Sunday, June 28, 2015

Why Circular Dependencies Between Java Packages are Bad?

No doubt, Circular dependencies between "Modules" (projects, jars, etc..) is BAD.
It has all the consequences which lead to problem in the areas like,

  • Maintainability
  • Re-usability
  • Testability
  • Compilation problems
  • Release and build problems
  • Domino defect
  • Memory leaks

But does it really matter when there are a circular dependencies between packages?

I was searching and reading about this, but i could not find an exact reasonable answer.
So the my opinion is, it's a design concern.

In the OO design principles (SOLID[1] principle) dependency is a major concern[2]. So when we design according to the OO model we should avoid circular dependencies.

Just imagine we are going to apart some packages form the program and maintain the program as a two different modules. Then the circular dependencies would make all the problem i mentioned for module dependencies. Therefore we can say circular dependencies reduces the extensibility of the program.
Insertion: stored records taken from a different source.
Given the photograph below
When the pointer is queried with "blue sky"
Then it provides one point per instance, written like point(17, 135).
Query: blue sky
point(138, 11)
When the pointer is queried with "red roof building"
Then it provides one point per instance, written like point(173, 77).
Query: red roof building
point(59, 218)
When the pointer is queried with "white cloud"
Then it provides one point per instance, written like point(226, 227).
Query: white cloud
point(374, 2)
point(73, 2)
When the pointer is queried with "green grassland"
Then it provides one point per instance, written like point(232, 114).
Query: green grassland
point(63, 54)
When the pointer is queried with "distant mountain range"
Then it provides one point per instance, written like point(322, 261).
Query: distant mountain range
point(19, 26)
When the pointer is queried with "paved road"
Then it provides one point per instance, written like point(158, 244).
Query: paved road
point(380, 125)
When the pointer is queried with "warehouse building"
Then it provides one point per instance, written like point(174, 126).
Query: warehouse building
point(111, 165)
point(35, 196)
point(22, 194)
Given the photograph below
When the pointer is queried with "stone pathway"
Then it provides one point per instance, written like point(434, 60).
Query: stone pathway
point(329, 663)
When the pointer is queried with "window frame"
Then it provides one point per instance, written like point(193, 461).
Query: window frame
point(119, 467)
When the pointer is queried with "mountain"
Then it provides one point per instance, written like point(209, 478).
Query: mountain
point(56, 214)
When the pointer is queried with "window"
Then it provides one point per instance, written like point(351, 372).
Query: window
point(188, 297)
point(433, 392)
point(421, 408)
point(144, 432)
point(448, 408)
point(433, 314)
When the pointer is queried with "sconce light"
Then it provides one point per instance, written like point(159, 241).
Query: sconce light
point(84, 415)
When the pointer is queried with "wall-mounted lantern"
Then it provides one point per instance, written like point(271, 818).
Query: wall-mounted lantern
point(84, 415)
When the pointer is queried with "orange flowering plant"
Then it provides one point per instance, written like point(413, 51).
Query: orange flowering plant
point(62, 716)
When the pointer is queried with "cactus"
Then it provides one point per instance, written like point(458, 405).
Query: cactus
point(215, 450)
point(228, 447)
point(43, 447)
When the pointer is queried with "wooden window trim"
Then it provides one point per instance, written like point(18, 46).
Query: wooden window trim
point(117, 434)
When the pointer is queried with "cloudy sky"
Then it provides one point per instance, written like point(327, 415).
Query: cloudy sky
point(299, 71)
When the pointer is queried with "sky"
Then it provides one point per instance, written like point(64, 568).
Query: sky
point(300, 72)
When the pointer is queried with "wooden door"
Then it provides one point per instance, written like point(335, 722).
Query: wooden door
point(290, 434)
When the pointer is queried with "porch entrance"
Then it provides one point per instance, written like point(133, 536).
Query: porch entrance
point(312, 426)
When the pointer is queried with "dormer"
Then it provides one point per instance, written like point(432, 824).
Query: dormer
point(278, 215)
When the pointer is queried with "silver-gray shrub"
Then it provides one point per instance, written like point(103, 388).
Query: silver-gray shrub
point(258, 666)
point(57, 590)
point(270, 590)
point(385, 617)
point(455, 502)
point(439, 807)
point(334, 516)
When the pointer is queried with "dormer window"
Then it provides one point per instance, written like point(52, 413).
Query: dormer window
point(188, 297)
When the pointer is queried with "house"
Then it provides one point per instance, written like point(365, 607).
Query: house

Packages are used to organize classes belonging to the same category or providing similar functionality[3]. When there is a circular dependency, according to my experience what i can say is, there should be components which represent a certain functionality or a category which can be re-organized to single package. Therefore if we are really following Java OO design guidelines, the circular dependencies should not be present.

Some programming languages (Eg: Go) don't allow circular dependencies (circular imports). But Java allows it. But we should pay the attention on proper OO design and avoid circles.